One reason is that Ginnie Mae "has lost about a third of its market share since the early 1990s," falling from 14% to 9% of the one- to four-family debt market, they said, as many Ginnie Mae borrowers refinanced into conventional loans in recent refi waves.
They concluded that the credit erosion "implies additional intrinsic value" in seasoned premium Ginnie Mae MBS.
In other prepayment-related news, Mr. Westhoff predicted that additional MBS pool-level disclosures recently agreed to by Fannie Mae and Freddie Mac "will usher in a new era" of prepayment models with far greater precision.
"For the first time, mortgage investors will have a nearly complete understanding of the risk profile of the loans backing their agency MBS pools," Mr. Westhoff said in a Bear Stearns mortgage research publication, "Agency MBS Disclosure: A New Era Dawns."
As a result, the nonagency sector of the MBS market "will now have a very limited information advantage relative to the agency sector," the analyst said.

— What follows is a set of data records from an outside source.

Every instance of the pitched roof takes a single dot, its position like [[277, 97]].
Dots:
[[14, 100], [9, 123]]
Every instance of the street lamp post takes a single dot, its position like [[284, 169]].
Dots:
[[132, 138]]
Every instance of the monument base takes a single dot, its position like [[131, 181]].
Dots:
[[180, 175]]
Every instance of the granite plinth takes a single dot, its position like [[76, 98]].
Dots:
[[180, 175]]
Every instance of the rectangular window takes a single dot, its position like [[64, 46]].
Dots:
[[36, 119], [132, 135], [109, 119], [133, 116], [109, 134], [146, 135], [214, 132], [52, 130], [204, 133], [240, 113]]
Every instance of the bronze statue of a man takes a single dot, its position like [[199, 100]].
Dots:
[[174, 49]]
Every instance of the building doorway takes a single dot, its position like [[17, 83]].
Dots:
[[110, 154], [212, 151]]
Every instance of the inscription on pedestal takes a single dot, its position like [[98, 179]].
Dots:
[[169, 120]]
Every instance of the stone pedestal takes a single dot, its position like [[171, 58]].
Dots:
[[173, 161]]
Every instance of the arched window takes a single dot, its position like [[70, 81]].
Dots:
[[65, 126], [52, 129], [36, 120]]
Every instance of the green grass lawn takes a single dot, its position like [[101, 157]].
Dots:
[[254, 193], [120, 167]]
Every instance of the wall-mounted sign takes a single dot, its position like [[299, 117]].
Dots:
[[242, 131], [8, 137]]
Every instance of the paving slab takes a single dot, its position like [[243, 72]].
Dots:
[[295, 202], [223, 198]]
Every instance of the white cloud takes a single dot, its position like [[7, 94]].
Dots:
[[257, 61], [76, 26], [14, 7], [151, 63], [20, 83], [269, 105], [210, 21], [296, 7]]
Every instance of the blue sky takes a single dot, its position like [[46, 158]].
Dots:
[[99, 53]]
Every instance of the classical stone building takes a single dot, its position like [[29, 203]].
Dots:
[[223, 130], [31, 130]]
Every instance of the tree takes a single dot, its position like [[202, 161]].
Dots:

The new disclosures were recommended in a joint study by the Department of the Treasury, the Office of Federal Housing Enterprise Oversight and the Securities and Exchange Commission as a way of promoting greater transparency and pricing efficiency in the MBS market.
The disclosures include information on the following elements: credit scores, original loan-to-value ratios, loan purpose, property types, occupancy status and servicers.
Shortly after the release of the joint study's recommendations on Feb. 3, both Fannie Mae and Freddie Mac announced that they would provide such disclosures.